ヴァンはルンをお姫様抱っこしながら歩き、ルンと二人できていたお気に入りの場所の大きな樹の下にルンを埋めてお墓を作った。

「魔王がいたから、ルンは死んだんだ...。」

ヴァンは目をつぶり、ルンのお墓の前でルンがしていたハートのネックレスの片割れを握りしめながら言った。

「俺があの魔王を殺す!
それができたら、またここにくるよ。
それまでここで待っててくれルン...。

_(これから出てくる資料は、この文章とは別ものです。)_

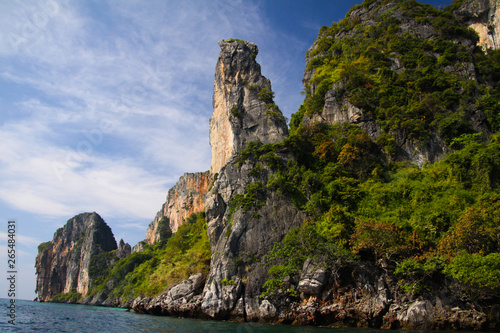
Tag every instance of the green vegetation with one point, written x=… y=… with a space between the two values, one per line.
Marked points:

」

ヴァンは目お開けルンのお墓の前で立ち上がりながら言った。
その顔つきは今まで見た優しいヴァンの顔ではなく、魔王に対して殺意と怒りに満ち溢れた顔だった。

「じゃあ、行ってくるよ。」

ヴァンはルンのお墓に背を向けそう言い、どこかへ歩き出した。

サッサッ

魔王を殺すには武器がいる。
ヴァンはそう思いながら、世界中からあらゆるものが集まるというフェリル街を目指して歩いていた。
その時だった。

「助けてくれー!!!!!!」

誰かの助けを求める声が聞こえた。

「どこからだ?」

ヴァンは、周辺を見渡した。

「あれは、魔物か!」

二体の魔物に襲われている一人の男性の姿がヴァンの目にうつった。
ヴァンは武器も持たず、ただ魔物への怒りで魔物とその男性の方へ走った。

「ん?人間が一人増えたぞ。」

魔物はヴァンが走ってくるのに気づき言った。

「どうする?兄貴
俺があっちをやろうか?
魔王様には、逆らってきた人間は殺していいと言われてるし。」

魔物の1体がもう1体に問いかけた。

「そうだな。
あの顔は俺たちに向かってくる顔だ。
殺意がむき出しだからわかりやすいな。
お前が始末してこい俺はこっちをやる。」

兄貴の方と思われる魔物がヴァンを指差し笑いながら言った。